화학공학소재연구정보센터
Atomization and Sprays, Vol.29, No.10, 861-893, 2019
3D SIMULATION OF TURBULENT AND CAVITATING FLOW FOR THE ANALYSIS OF PRIMARY BREAKUP MECHANISMS IN REALISTIC DIESEL INJECTION PROCESSES
The cavitating in-nozzle flow and primary breakup are investigated for a ballistic injection cycle of a close-to-production 9-hole heavy-duty diesel injector. The Reynolds and Weber numbers correspond to a realistic injection. Real nozzle geometry and a 360 degrees domain are utilized. A pressure-based three-phase volume of fluid flow solver based on OpenFOAM has been developed. A large eddy simulation is performed and primary ligaments split off from the liquid jet core are directly resolved down to the available grid resolution. The interaction of cavitation and turbulence is studied by inspection of vortex structures and a statistical evaluation of primary ligaments. The simulation results are validated by mass flow and laser induced fluorescence (similar to LIF) measurements of the near-nozzle spray. An agreement to the measured spray shape in the range of the cyclic fluctuations is obtained. A significant asymmetry of the spray shape emphasizes the importance of using the real geometry in the simulation.
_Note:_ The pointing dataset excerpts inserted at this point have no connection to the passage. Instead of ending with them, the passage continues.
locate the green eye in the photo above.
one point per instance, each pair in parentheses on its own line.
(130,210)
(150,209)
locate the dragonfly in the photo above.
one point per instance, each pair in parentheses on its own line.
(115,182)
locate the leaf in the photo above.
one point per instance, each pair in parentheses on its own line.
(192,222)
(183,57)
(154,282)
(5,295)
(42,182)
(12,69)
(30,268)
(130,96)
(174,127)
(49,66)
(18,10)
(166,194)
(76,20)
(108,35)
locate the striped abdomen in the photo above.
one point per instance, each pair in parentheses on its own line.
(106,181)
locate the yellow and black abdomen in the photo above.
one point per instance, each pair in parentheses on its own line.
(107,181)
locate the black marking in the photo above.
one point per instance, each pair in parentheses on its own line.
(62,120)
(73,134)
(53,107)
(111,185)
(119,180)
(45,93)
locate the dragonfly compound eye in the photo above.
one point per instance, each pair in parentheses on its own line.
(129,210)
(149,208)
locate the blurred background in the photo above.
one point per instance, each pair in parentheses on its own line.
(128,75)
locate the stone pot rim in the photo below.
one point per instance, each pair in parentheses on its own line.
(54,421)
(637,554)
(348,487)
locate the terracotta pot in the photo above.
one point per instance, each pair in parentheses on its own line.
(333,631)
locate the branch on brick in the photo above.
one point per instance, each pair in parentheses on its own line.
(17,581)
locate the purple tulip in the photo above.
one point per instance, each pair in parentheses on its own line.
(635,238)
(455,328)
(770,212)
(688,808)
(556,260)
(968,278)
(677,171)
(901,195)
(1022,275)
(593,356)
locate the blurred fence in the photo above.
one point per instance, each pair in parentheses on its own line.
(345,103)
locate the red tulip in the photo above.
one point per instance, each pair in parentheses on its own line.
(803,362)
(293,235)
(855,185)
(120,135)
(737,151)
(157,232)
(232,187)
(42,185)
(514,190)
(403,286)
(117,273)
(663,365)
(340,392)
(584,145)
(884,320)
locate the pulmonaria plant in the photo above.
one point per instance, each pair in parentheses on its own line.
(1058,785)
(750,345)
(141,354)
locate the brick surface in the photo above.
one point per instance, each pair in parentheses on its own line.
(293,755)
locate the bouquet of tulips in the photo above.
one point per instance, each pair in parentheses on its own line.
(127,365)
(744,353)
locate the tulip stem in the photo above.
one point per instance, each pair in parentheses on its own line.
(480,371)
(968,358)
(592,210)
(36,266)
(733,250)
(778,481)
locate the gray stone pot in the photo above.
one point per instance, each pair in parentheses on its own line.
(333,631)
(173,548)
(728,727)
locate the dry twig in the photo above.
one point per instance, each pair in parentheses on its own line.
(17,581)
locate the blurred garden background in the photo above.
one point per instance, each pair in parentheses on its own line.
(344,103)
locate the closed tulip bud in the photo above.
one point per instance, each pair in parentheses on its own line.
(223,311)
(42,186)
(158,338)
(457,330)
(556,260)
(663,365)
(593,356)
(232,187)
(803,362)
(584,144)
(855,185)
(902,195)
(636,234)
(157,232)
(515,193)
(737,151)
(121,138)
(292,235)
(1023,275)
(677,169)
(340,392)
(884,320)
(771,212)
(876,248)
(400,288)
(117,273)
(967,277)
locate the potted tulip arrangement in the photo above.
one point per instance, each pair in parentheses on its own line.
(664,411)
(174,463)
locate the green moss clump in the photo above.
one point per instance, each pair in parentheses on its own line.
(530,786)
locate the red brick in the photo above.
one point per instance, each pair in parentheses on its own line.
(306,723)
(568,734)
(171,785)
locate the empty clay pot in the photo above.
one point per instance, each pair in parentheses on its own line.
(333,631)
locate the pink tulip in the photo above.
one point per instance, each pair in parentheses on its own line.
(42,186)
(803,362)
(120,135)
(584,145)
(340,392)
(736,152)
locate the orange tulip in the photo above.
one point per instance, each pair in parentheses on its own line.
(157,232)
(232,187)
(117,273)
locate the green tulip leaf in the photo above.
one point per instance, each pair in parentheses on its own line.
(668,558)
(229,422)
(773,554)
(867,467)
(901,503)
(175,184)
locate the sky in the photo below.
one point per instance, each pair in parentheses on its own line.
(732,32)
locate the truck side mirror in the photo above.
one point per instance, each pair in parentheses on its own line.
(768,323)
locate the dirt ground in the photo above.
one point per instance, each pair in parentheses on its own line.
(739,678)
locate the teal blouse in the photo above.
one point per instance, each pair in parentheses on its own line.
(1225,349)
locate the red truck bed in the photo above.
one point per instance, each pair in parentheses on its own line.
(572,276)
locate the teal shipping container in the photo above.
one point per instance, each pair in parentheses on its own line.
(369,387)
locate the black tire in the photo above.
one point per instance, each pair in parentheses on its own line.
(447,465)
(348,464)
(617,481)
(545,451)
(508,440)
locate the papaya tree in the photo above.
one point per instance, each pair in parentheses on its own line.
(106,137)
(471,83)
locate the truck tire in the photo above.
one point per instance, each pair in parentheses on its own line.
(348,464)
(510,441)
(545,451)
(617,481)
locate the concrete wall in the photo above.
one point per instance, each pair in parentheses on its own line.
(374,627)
At low needle lift a multitude of small vortices and cloud cavitation occur in the nozzle hole, while at high needle lift larger string-shaped vortex structures and string cavitation are observed. A comparison with a quasi-steady full lift simulation reveals significant deviations of vortex, cavitation, and ligament structures and thus the highly unsteady flow field generated during the opening phase, which survives far into the closing phase. The highly resolved simulation results contribute to the understanding of the complex physics of in-nozzle flow and primary breakup at realistic diesel injection and may be utilized for enhancements of less resource-demanding primary breakup models.